Assisto a um telejornal e vejo uma notícia que não é novidade, acompanhada do vídeo que comprova a narração do repórter. Contra fatos não há argumentos, aprendi ainda adolescente.
Dessa vez, o protagonista é um prefeito do Nordeste. Ele discursa, em campanha, trabalhando pela sua reeleição, que considera merecida. Sem o menor pudor, confirma que roubou, sim. É autêntico, verdadeiro. Mas destaca, senhoras e senhores, gente maldosa de todos os rincões deste imenso país, que foi bem menos do que o seu antecessor. Orgulhoso, lembra que este, sim, levou muito dinheiro dos cofres públicos. O motivo do desvio feito pelo adversário: construir uma mansão, a mais bonita da cidade, segundo o candidato.
Como se vê, a corrupção no Brasil foi institucionalizada.
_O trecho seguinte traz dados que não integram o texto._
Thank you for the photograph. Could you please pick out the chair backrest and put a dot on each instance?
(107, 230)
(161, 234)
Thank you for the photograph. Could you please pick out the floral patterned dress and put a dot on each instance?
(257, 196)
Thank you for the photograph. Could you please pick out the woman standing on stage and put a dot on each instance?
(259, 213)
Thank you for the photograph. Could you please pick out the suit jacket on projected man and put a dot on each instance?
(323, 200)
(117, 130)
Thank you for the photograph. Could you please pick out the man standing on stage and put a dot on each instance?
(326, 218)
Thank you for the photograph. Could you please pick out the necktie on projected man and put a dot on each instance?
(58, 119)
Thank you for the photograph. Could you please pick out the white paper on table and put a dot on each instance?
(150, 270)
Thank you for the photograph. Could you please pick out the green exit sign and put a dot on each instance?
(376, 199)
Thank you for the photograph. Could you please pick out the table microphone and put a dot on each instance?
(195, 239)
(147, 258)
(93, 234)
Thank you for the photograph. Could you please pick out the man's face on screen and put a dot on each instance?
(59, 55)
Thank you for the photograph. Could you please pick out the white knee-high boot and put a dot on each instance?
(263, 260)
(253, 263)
A piada já está pronta. Nesse sentido, a política é forte concorrente dos programas de humor. Quando chegam com alguma coisa aparentemente inédita, os profissionais do riso, coitados, já foram superados de longe pela classe política. Não fosse pelo veneno que exalam, esses palacianos são engraçadíssimos.
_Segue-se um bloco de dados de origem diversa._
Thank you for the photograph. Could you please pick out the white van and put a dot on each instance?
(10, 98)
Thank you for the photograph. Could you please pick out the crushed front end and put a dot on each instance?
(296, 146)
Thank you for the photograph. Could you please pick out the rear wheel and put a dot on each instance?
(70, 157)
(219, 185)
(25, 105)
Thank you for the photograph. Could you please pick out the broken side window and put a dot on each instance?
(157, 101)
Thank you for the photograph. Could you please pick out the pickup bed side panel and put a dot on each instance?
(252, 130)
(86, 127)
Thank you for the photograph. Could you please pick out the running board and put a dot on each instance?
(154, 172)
É preciso agir para reverter esse estado de coisas. O problema é que, vamos admitir, não estamos muito interessados nisso. Senão, observe: por que o Bolsonaro foi eleito, ele e seu discurso de ódio, homofobia, xenofobia, racismo, violência etc.? É triste admitir, mas, exceto algumas pessoas, nós também temos um pouco desse perfil grotesco. E Bolsonaro personifica, dá voz ao que temos de pior. Por isso, foi tão confortável colocá-lo na presidência. [Por isso será tão confortável, para ele, permanecer em Brasília. Primeiro, uma facada, que o esconde do debate e protege a sua falta de repertório. Agora, a Covid, que lhe dá o pretexto, fácil, chamado “Auxílio emergencial”, para comprar milhares de votos].
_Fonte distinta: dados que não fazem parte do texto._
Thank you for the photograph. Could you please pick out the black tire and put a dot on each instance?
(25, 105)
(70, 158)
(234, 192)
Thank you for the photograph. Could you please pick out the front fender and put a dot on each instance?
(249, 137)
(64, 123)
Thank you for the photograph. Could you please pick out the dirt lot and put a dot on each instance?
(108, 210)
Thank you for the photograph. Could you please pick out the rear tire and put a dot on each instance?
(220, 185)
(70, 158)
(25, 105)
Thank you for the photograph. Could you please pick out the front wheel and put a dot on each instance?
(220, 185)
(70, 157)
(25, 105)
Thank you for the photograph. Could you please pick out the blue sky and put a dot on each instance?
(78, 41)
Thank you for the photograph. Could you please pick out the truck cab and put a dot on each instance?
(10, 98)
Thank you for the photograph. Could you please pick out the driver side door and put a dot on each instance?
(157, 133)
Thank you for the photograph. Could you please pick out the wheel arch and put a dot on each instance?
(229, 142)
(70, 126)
Ah, não é bem assim?! Hoje não nos referimos a alguém identificando esta pessoa como um “veado, que só faz serviço de preto etc.”. Também não afirmamos que “lugar de mulher é na cozinha”. Assim como ninguém sai por aí gritando que “favelado é gente perigosa” e que “só tem direitos humanos pra bandido, pessoas que deviam apodrecer na cadeia”. Isso, apenas para exemplificar. Mas será que já não dizemos nada disso, por que realmente mudamos o nosso jeito de pensar? Ou trata-se de uma maquiagem estratégica feita no discurso?
Será que mudamos? Ou decidimos que é melhor evitar o risco de constrangimento, demissão, processo, prisão e coisas do gênero por alguma coisa dita no lugar e na hora erradas? O que transformou Bolsonaro em “mito” foi nossa adoração, escondida, pelas coisas que ele teve a coragem, ausente em nós, pessoas educadas e cautelosas, de assumir e incorporar.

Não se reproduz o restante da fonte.